A coffee aficionado, he treated me to an Americano and conversation at his favorite café. We caught up and resisted every urge to plan—jettisoning talk about Thanksgiving 2020 and forays to Turin.

Kaffeehaus in St. Gallen on Linsebühlstrasse.

At his place, in Liechtenstein, I pulled out a jar of Bols Genever I’d infused for four weeks with wild blackberries. He’s also a bit of a cocktail maven, and I’d considered throwing in an overnight kit in case I couldn’t resist being plied with drink—but there was work to consider, and I didn’t want to presume packing my laptop, so I didn’t. His mix, one part infused Bols, one part Jensen’s gin, and lemon tonic water, worked. It worked well. We nursed the drink, nibbled on slices of pecorino, and discussed at length what might take the mix to the next level, settling on a sprig of basil. Just as well, we didn’t have basil. I hadn’t packed that overnight kit, mind.

Liechtenstein, above Vaduz from an August visit. Looking at the Mittagspitz and the Rhine Valley, the highway running through.

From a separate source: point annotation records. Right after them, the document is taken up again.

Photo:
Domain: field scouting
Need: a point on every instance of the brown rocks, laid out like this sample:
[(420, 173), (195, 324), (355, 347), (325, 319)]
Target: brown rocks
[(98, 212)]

Heading home well after it’d grown dark, I turned onto the highway onramp. A near full moon peeked out from behind the rugged and handsome Mittagspitz peak, and I gasped at the beauty and surprise of the moment. I wanted to stop and savor the scene and especially what it evoked in me, pleasure, appreciation, and thankfulness for the shores Chance has washed me upon.

Onramps are no place to stop. Only for an emergency should you separate yourself from a highway’s function. So, with a dose of regret, I found my place in the flow of traffic, set cruise control, and enjoyed my journey home as best I could. Highways may not be about pausing to connect or reflect on beauty and blessings, but friends are.